ZONASULTRA.COM, KENDARI – Perang dagang antara Amerika Serikat (USA)-Tiongkok (Cina) yang kini tengah terjadi bisa berdampak kepada negara Indonesia, terutama jika kedua negara saling perang tarif/bea masuk aneka barang yang mereka impor. Hal itu diungkapkan salah seorang pengamat ekonomi Sulawesi Tenggara (Sultra) Samsul Anam.
“Hal ini bisa berimplikasi pada perekonomian negara-negara mitra kedua negara seperti indonesia,” ungkap Samsul Anam kepada zonasultra melalui sambungan WhatsApp Mesengger, Jumat (13/7/2018).
Kendati demikian, potensi perang tarif bukan hanya menyasar USA dan Tiongkok, namun bisa meluas, mengingat kebijakan dalam negeri Paman Sam, ultra progresif yang berdampak pada kebijak perdagangan luar negerinya.

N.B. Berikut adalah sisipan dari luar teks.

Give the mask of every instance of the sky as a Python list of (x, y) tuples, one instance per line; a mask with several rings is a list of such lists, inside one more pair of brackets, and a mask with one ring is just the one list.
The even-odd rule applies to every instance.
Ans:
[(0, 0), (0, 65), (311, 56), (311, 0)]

Pemerintah USA memiliki skema tarif yang dikenal dengan Generalized Systems of Preference (GSP), yang memberikan tarif impor murah bagi ratusan jenis produk dari negara negara berkembang seperti Indonesia.
Tapi saat ini Donald Trump tengah mereview ratusan produk tersebut dan akan mengenakan tarif normal atas semua barang yang masuk. Situasi tersebut bisa menurunkan daya saing ekspor Indonesia dan akhirnya memukul perekonomian nasional.
“Nah di antara produk yg tengah direview tarifnya adalah produk produk perikanan asal indonesia seperti Ikan Segar, Cumi, Udang dan Kepiting,” jelasnya.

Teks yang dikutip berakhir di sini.